Change is hard as we humans don’t like change. However, in organisations, there is another reason why change is so hard, and it’s called Policy.
Let me give you an example of Policy in action. I was recently working with a client who was running an idea challenge in their company. The CEO and the board were sponsoring the challenge and expecting great things. To launch the challenge, the CEO emailed every employee to ask them to get involved by submitting their ideas as they ideas were needed urgently. Good so far.
However, part way through the challenge, they wanted to remind people to get involved to maximise the number of participants. The obvious solution was to send out some reminder emails.
Sounds reasonable, but apparently it wasn’t. This action was blocked because the internal communications department thought that too many emails had been sent, and further emails would break their corporate email policy.

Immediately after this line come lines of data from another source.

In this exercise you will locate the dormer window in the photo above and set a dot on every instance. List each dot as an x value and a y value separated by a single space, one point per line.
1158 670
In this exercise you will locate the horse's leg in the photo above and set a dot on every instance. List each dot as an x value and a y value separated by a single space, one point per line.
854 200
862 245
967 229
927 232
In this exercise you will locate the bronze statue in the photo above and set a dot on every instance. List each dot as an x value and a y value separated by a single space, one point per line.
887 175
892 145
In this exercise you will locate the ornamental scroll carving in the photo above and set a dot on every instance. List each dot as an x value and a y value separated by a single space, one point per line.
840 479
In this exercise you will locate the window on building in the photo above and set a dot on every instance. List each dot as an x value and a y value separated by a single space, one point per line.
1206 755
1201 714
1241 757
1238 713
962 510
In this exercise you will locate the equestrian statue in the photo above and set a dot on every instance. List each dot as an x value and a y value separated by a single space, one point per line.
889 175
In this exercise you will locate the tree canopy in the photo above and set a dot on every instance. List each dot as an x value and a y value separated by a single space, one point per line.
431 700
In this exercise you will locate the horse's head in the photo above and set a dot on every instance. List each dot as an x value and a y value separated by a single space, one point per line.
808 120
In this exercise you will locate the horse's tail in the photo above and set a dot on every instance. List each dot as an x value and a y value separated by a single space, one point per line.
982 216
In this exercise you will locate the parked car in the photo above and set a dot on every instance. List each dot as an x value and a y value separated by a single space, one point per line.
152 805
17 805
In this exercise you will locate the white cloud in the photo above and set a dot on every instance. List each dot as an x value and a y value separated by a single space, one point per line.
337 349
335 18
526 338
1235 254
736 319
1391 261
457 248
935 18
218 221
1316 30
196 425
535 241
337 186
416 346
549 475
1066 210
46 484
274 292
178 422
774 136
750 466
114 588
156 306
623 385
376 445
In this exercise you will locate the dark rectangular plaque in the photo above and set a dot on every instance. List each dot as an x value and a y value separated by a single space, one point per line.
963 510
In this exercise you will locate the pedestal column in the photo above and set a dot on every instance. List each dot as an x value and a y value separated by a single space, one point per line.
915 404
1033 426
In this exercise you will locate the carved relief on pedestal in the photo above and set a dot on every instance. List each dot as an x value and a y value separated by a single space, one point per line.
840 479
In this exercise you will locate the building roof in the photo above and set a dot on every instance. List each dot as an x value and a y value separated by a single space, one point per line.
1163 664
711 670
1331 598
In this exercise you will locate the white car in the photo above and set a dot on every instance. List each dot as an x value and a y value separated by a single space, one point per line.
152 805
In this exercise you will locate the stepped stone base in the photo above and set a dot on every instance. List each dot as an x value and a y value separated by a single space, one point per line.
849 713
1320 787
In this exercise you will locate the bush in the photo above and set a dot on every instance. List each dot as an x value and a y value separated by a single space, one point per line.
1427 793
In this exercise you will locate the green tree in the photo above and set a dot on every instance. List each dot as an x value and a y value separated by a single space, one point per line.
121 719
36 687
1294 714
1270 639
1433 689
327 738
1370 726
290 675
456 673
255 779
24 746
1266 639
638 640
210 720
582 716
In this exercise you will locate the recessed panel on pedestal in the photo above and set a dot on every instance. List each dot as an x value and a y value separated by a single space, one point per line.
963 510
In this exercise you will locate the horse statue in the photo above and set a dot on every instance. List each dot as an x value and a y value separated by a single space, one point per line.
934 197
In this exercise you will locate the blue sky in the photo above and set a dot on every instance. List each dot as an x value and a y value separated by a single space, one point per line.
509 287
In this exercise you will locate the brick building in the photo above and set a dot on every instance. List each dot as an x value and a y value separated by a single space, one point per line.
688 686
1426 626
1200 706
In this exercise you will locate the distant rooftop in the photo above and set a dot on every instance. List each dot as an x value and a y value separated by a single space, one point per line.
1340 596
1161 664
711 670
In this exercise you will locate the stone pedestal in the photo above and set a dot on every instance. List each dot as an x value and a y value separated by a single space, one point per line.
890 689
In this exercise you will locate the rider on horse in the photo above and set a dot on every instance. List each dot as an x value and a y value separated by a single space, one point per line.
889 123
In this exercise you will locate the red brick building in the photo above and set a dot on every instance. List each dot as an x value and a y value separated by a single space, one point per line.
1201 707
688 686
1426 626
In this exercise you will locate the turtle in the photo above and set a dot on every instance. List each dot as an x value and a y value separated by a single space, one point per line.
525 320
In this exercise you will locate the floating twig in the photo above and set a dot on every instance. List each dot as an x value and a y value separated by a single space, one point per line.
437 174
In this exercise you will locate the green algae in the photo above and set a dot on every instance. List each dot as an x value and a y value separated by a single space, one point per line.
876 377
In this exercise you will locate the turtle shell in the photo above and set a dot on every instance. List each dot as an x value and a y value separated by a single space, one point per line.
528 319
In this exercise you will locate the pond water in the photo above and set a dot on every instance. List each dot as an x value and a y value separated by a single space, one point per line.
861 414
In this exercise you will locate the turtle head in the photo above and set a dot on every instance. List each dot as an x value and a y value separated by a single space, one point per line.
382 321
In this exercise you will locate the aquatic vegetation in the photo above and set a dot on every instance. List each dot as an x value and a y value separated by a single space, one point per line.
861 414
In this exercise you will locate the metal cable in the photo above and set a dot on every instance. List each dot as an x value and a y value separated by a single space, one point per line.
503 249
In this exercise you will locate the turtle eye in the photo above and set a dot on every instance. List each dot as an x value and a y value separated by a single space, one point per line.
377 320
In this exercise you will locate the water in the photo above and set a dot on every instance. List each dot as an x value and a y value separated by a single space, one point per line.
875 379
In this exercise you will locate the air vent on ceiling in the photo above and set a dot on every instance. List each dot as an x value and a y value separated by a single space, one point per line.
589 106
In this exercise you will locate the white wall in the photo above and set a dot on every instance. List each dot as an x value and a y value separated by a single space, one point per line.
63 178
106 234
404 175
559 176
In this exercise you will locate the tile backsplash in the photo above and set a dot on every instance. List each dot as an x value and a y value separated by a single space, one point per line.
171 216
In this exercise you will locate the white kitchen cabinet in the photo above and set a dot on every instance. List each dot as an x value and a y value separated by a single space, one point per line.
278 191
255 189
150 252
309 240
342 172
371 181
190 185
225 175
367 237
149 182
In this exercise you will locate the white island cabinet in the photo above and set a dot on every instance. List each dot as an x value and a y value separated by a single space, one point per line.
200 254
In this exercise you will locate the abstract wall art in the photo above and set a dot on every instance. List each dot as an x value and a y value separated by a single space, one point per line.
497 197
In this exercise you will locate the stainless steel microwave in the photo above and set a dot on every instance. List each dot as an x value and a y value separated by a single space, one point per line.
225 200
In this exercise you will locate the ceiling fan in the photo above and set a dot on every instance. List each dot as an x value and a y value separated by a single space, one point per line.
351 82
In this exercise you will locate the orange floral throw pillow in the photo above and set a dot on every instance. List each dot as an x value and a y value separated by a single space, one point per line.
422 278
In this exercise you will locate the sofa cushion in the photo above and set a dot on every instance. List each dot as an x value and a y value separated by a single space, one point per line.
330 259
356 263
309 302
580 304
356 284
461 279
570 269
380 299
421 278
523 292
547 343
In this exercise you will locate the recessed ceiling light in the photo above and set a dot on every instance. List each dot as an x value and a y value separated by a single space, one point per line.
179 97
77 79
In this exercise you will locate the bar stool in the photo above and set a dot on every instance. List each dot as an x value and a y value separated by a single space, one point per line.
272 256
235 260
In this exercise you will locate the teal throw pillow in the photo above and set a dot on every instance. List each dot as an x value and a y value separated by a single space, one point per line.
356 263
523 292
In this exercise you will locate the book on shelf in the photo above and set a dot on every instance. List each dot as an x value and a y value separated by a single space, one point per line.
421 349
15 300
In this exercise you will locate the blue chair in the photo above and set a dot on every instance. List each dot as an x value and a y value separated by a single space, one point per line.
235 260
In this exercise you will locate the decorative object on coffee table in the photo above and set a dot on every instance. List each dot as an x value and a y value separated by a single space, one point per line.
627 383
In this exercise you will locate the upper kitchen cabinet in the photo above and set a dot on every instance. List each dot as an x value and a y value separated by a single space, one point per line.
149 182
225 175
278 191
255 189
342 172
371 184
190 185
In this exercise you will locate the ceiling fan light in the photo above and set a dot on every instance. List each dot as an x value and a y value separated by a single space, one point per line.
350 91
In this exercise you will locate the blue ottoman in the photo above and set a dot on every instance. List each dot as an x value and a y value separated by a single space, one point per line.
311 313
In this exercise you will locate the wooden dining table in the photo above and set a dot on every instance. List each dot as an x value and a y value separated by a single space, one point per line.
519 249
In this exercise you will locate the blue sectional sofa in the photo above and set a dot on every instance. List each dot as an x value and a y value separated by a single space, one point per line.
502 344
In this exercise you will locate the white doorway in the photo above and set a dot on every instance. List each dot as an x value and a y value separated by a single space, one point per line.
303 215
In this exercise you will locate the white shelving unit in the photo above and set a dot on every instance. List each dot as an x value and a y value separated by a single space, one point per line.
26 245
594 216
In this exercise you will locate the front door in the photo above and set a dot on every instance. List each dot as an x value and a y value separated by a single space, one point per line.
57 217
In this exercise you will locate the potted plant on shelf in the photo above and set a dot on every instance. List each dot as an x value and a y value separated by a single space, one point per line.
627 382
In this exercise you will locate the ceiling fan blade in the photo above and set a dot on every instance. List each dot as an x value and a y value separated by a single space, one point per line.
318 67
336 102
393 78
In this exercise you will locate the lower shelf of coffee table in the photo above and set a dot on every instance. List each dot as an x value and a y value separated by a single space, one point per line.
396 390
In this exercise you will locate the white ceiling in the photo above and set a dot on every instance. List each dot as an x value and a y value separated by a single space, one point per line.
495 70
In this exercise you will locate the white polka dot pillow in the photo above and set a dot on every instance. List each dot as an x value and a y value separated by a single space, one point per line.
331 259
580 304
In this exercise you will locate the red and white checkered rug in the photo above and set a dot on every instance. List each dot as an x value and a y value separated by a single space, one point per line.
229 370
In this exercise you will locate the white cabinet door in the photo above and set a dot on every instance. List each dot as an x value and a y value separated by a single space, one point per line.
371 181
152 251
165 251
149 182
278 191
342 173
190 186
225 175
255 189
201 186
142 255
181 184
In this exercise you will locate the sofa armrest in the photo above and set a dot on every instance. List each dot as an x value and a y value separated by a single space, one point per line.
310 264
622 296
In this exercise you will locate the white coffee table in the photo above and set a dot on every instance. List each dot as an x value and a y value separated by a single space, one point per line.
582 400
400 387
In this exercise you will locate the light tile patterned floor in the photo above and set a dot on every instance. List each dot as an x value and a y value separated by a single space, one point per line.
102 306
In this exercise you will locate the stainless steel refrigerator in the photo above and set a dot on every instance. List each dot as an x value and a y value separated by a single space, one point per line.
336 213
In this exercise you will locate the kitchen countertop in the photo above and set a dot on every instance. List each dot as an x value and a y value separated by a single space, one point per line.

Even through the challenge had the support of the board; their email policy had stopped the much-needed communication. Maintaining policy was more important than involving staff in a board-supported innovation initiative.
Great, employees got less emails, but hang on, less people got involved in the challenge. Which will drive the organisation forward, less emails, or ideas? It’s not a hard question…
My wise friend, Alan G Robinson, recently tweeted:
#Policies are an important part of running any #organization, but they often have unintended consequences.
— Alan Robinson (@alangrobinson) December 8, 2014
Policies aren’t created for fun, but are created to solve an issue or stop a potential issue occurring. It’s all very sensible, until those very policies stop the organisation moving forward into new things that will keep the organisation relevant, current and most importantly, solvent.
It can get worse, when policies are in place and nobody knows why. I’m sure you know the story of the five monkeys in a cage that is used to exemplify policy gone bad. If you do, skip the next paragraph….
Five monkeys were put in a cage with a banana hanging from the top of the cage. In the centre of the cage was a stepladder to get the banana. Monkey #1 looked up and saw the banana, climbed the stepladder, reached for the banana and at that very point, the whole cage was hosed with cold water. The monkey fell off the ladder in surprise. While he was licking his wounds, monkey #2 climbed the ladder, reached for the banana and again, the cage got hosed with water, and the second monkey fell off. This went on with each monkey climbing the ladder and all the monkeys got very wet. In the end, the monkeys just ignored the banana. One of the original monkeys was replaced with a new fresh-eyed (hungry) monkey. This new monkey looked up and began to climb the ladder. At this point the other four monkeys jumped on the new monkey and pulled him off the ladder as they had just dried off! The new monkey thought this was a bit odd, tried again, and this time the other monkeys jumped on him until he gave up all thoughts of bananas. Another original monkey was replaced with a new monkey, who started to climb the ladder and got promptly jumped on by all the other monkeys. This went on until all the original monkeys were replaced. Every time a monkey started to climb the ladder, every other monkeys jumped on him, even though they did not know why, but had accepted that this was the way things were done around here.
As this story illustrates, Policy is a strong adversary of new ways. Policies are necessary, but they must be regularly reviewed to ensure that they are still relevant, still solving the problem they were created for and not causing bigger problems in the organisation.
Use your mavericks, your “new” people with fresh-eyes to help you spot policies that are stopping your innovation journey and change agenda. If you do not regularly review your policies, you will snuff out all the bright lights, the new ideas and hinder the ability of your organisation to adapt, grow and thrive.